DEHB tanısı, bir çocuk veya ergen psikiyatrisi uzmanı ya da yetişkin psikiyatrisi uzmanı tarafından konulmalıdır. Tanı süreci genellikle detaylı bir klinik değerlendirme, ebeveyn ve öğretmen raporları, gözlemler ve standart testleri içerir. DEHB'nin tedavisi genellikle multidisipliner bir yaklaşım gerektirir:

  • İlaç Tedavisi: Belirtilerin şiddetini azaltmada oldukça etkilidir.
  • Bilişsel Davranışçı Terapi (BDT): DEHB ile ilişkili davranışsal sorunları yönetmek, organizasyon becerilerini geliştirmek ve dürtü kontrolünü sağlamak için kullanılır.
  • Eğitimsel ve Yaşam Tarzı Düzenlemeleri: Okulda veya iş yerinde yapılandırma, zaman yönetimi stratejileri, düzenli uyku, sağlıklı beslenme ve fiziksel aktivite gibi destekleyici yaklaşımlar önemlidir.

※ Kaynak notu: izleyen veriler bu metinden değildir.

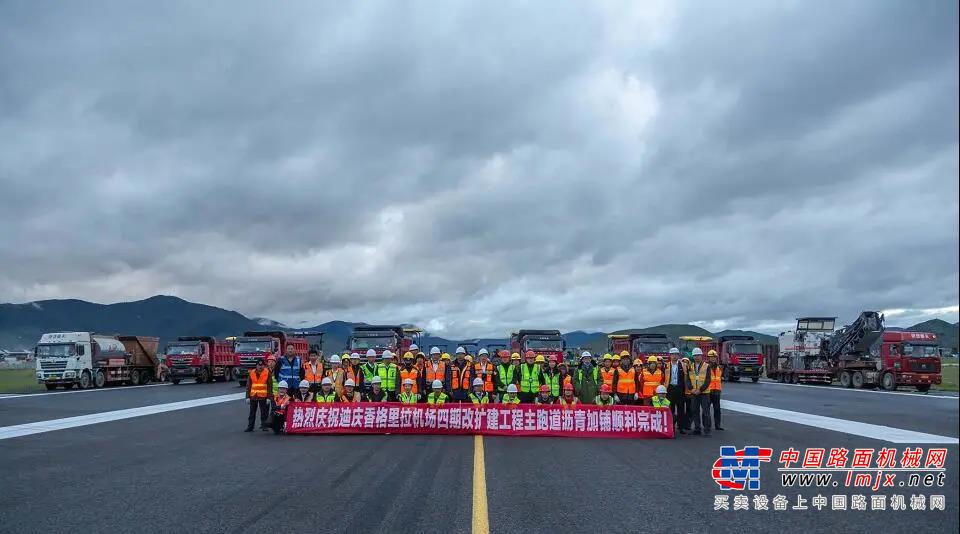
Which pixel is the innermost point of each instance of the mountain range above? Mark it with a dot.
(168, 317)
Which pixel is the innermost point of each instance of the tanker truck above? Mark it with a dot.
(87, 359)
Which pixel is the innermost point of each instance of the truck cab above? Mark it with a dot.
(640, 346)
(740, 356)
(542, 342)
(910, 359)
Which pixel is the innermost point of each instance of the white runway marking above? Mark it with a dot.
(856, 428)
(829, 388)
(27, 429)
(69, 391)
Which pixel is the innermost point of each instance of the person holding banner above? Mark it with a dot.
(479, 395)
(408, 395)
(437, 396)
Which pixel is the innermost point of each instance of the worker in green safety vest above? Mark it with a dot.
(388, 375)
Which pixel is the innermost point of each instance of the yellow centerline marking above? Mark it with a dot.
(481, 521)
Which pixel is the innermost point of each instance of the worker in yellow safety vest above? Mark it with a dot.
(716, 381)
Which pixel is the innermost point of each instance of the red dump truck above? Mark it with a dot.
(202, 358)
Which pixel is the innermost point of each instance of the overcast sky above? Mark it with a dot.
(472, 167)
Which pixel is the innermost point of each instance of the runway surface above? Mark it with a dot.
(194, 469)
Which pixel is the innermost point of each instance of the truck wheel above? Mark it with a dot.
(858, 380)
(888, 382)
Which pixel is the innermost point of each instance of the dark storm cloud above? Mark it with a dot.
(473, 169)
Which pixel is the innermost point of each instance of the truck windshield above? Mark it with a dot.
(373, 342)
(651, 347)
(247, 347)
(920, 351)
(56, 351)
(543, 344)
(173, 350)
(745, 348)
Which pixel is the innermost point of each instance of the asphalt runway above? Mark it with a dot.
(194, 469)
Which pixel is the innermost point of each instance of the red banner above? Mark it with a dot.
(585, 421)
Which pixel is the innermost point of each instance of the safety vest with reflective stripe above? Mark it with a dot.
(326, 398)
(258, 383)
(413, 374)
(698, 377)
(439, 374)
(715, 379)
(485, 372)
(626, 381)
(485, 399)
(313, 372)
(651, 381)
(289, 370)
(388, 376)
(553, 380)
(433, 398)
(530, 378)
(657, 403)
(607, 375)
(462, 377)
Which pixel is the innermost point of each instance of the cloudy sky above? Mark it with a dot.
(472, 167)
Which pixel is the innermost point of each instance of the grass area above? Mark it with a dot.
(18, 381)
(948, 375)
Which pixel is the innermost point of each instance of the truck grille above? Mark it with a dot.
(52, 365)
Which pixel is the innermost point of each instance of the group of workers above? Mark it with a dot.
(689, 386)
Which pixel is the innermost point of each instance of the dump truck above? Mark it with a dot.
(262, 345)
(860, 355)
(88, 359)
(202, 358)
(542, 342)
(740, 355)
(395, 338)
(640, 346)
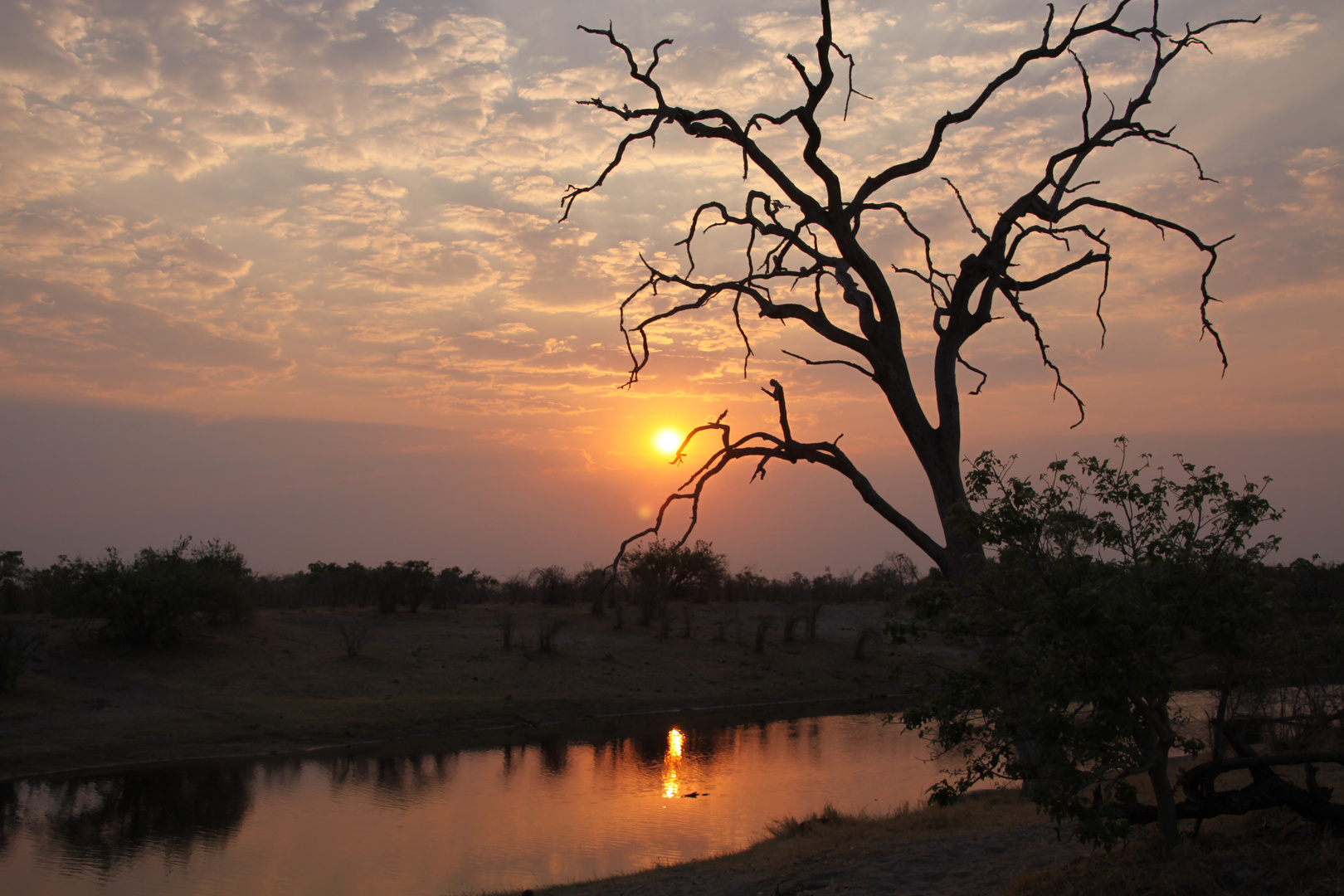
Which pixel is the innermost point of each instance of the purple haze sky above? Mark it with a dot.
(290, 275)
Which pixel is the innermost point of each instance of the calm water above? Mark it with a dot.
(453, 822)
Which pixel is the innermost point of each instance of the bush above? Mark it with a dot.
(17, 646)
(156, 598)
(1101, 583)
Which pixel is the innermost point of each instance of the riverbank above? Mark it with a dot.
(284, 681)
(995, 843)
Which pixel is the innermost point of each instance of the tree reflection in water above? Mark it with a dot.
(102, 824)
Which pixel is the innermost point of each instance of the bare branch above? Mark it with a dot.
(811, 363)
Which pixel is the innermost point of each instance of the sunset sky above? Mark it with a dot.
(290, 275)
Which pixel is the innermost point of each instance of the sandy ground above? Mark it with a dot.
(958, 863)
(284, 681)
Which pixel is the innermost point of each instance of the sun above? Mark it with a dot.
(668, 441)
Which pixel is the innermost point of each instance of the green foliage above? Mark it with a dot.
(158, 596)
(1101, 585)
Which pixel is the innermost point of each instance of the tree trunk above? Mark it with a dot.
(1166, 798)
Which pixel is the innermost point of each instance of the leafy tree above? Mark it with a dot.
(1103, 585)
(806, 236)
(675, 570)
(155, 598)
(11, 574)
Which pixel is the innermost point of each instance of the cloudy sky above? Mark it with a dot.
(290, 275)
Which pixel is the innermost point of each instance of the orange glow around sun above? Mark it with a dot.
(668, 441)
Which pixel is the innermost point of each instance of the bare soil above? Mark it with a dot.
(983, 845)
(283, 681)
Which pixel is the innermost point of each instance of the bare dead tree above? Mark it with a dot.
(802, 236)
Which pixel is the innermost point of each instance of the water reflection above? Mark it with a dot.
(446, 821)
(672, 763)
(102, 824)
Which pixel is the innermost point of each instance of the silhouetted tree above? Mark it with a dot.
(808, 261)
(1103, 583)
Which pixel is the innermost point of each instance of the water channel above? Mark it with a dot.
(446, 822)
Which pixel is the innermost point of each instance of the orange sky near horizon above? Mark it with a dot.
(290, 275)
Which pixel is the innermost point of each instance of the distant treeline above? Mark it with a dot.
(158, 594)
(212, 582)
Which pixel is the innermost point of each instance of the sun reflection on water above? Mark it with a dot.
(672, 763)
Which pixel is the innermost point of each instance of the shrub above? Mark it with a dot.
(158, 596)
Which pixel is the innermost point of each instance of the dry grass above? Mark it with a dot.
(827, 835)
(827, 832)
(285, 680)
(1269, 852)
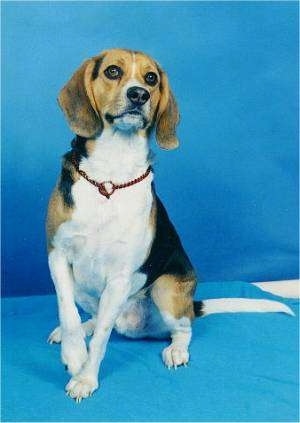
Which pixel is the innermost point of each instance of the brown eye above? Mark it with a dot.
(151, 78)
(113, 72)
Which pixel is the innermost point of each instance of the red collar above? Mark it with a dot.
(104, 186)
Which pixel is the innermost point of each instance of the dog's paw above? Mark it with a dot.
(175, 355)
(73, 353)
(81, 387)
(55, 336)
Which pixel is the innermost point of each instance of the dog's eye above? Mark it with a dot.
(113, 72)
(151, 78)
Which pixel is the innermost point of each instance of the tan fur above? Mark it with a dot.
(85, 100)
(167, 117)
(76, 103)
(174, 294)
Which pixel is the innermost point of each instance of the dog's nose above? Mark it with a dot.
(137, 95)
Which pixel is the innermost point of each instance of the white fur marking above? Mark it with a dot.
(133, 65)
(287, 289)
(237, 305)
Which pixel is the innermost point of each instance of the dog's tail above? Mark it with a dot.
(288, 289)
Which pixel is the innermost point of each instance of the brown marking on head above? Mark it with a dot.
(94, 99)
(174, 294)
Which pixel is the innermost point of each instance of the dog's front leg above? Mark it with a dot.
(73, 346)
(112, 299)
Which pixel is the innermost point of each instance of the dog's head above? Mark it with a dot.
(123, 89)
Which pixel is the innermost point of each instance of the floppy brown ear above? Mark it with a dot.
(167, 116)
(77, 102)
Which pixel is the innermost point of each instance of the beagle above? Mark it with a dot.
(112, 248)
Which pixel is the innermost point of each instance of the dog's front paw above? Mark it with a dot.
(175, 355)
(73, 352)
(81, 387)
(55, 336)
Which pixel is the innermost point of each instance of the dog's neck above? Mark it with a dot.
(117, 156)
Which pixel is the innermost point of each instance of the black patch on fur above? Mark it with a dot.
(78, 145)
(167, 255)
(95, 72)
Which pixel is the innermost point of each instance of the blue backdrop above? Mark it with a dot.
(231, 189)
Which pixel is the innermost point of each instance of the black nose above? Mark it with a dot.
(137, 95)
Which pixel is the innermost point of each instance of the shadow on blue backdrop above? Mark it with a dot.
(231, 188)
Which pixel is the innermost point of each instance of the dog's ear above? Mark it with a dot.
(78, 104)
(167, 117)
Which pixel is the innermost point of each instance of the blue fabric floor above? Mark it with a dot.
(243, 367)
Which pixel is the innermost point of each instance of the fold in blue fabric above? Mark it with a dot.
(243, 367)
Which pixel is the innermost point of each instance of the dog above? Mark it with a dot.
(112, 248)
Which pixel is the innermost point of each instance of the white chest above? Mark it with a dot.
(108, 236)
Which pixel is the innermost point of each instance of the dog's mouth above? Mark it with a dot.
(132, 112)
(129, 120)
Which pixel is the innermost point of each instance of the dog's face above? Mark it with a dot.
(122, 89)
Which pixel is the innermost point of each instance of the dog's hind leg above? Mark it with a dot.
(55, 335)
(173, 295)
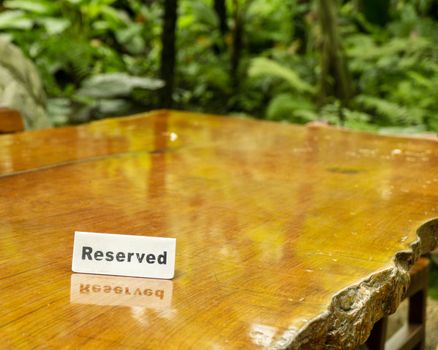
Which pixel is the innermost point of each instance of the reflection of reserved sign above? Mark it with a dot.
(124, 255)
(120, 291)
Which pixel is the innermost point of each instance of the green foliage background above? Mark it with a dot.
(101, 58)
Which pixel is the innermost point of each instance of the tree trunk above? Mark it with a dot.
(168, 52)
(335, 77)
(236, 49)
(220, 8)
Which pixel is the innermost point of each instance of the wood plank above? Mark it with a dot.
(286, 235)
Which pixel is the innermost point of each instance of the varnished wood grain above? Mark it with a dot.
(286, 235)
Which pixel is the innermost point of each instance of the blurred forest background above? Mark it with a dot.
(364, 64)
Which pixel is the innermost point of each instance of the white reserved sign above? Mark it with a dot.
(124, 255)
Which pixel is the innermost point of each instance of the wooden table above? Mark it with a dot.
(286, 235)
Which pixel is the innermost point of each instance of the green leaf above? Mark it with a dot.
(15, 20)
(265, 67)
(116, 84)
(34, 6)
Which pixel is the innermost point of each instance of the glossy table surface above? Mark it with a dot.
(286, 235)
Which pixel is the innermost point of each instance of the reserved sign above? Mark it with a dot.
(124, 255)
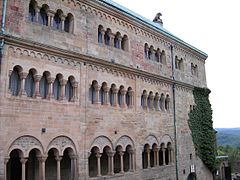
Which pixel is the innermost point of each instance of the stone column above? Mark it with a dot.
(37, 79)
(151, 103)
(42, 161)
(121, 153)
(111, 35)
(131, 161)
(110, 163)
(23, 161)
(58, 159)
(131, 99)
(73, 167)
(164, 162)
(50, 87)
(98, 155)
(106, 95)
(156, 159)
(145, 96)
(123, 97)
(63, 22)
(96, 88)
(5, 167)
(23, 77)
(63, 83)
(115, 98)
(75, 88)
(37, 10)
(148, 158)
(157, 98)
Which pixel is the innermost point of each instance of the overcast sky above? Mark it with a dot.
(212, 26)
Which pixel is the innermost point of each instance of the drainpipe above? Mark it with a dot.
(3, 30)
(174, 114)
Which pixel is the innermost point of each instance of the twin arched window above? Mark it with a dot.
(60, 22)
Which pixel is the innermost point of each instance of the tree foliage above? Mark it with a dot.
(201, 125)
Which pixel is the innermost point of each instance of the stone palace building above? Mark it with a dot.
(91, 90)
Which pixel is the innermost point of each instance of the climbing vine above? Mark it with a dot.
(201, 125)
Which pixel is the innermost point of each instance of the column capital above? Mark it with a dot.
(6, 159)
(98, 155)
(23, 75)
(37, 77)
(23, 160)
(58, 158)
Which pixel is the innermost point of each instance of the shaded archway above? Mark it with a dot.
(14, 166)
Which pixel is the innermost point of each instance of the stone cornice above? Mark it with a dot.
(142, 29)
(94, 61)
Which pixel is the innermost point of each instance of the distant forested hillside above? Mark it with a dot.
(228, 136)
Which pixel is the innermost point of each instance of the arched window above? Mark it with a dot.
(167, 103)
(124, 44)
(107, 37)
(69, 23)
(157, 55)
(43, 85)
(146, 51)
(43, 17)
(69, 88)
(57, 22)
(57, 87)
(117, 40)
(162, 102)
(163, 57)
(100, 34)
(32, 11)
(15, 82)
(30, 84)
(150, 53)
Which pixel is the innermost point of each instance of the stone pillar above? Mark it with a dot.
(131, 98)
(42, 161)
(151, 103)
(37, 79)
(131, 161)
(98, 155)
(75, 88)
(110, 163)
(96, 88)
(23, 161)
(148, 158)
(37, 10)
(145, 96)
(73, 167)
(121, 153)
(63, 22)
(106, 95)
(23, 77)
(5, 167)
(157, 98)
(164, 162)
(58, 159)
(111, 39)
(123, 97)
(50, 87)
(63, 83)
(115, 98)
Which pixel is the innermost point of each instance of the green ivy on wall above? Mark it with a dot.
(201, 125)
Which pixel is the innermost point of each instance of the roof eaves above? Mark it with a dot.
(149, 23)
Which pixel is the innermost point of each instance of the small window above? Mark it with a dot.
(30, 84)
(43, 18)
(69, 23)
(32, 11)
(43, 86)
(15, 82)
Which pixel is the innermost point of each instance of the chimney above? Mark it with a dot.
(158, 19)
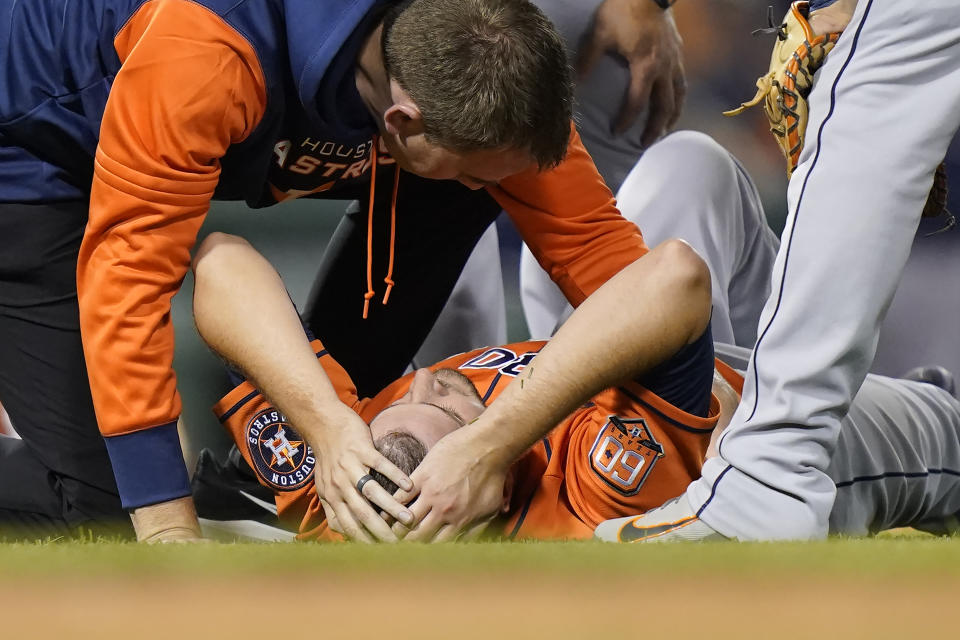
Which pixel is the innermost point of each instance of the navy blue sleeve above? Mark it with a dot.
(686, 379)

Yetişkinlerde DEHB: Gözden Kaçan Bir Gerçek

DEHB'nin sadece çocukluk çağına ait bir durum olduğu inancı, yetişkinlerdeki tanısını ve tedavisini zorlaştırmıştır. Oysa birçok yetişkin, çocukluklarından itibaren DEHB belirtilerini taşımış ancak tanı alamamıştır. Yetişkinlerde DEHB belirtileri farklı şekillerde ortaya çıkabilir:

  • Kronik düzensizlik ve dağınıklık
  • Zaman yönetimi zorlukları, sürekli geç kalma
  • İş yerinde veya kariyerde istikrarsızlık
  • Duygu regülasyonunda zorluklar, ani ruh hali değişimleri
  • İlişkilerde sorunlar, dürtüsel kararlar
  • Sık sık unutkanlık, görevleri tamamlamada güçlük

Yetişkinlikte doğru tanı almak ve tedaviye başlamak, yaşam kalitesini önemli ölçüde artırabilir ve bireylerin potansiyellerini tam olarak gerçekleştirmelerine olanak tanır.

Sonuç:

DEHB, halk arasında yanlış anlaşılan, ancak doğru bilgi ve yaklaşımlarla yönetilebilen bir nörogelişimsel bozukluktur. Bu makalede, **DEHB** hakkındaki yaygın **mitleri** ele alarak, bilimsel **gerçekleri** sunmaya çalıştık. Unutulmamalıdır ki, DEHB'li bireylerin yaşadığı zorluklar kişisel bir eksiklikten değil, beynin farklı bir işleyiş biçiminden kaynaklanır. Toplum olarak bu durumu anlamak, önyargıları yıkmak ve DEHB'li bireylere destek olmak hepimizin görevidir. Eğer kendinizde veya çevrenizdeki birinde DEHB belirtileri gözlemliyorsanız, doğru tanı ve tedavi için mutlaka bir uzmana başvurmaktan çekinmeyin. Unutmayın, bilgi güçtür ve DEHB'li bireylerin hayatlarını tam anlamıyla yaşamaları için doğru bilgiye erişim kritik öneme sahiptir.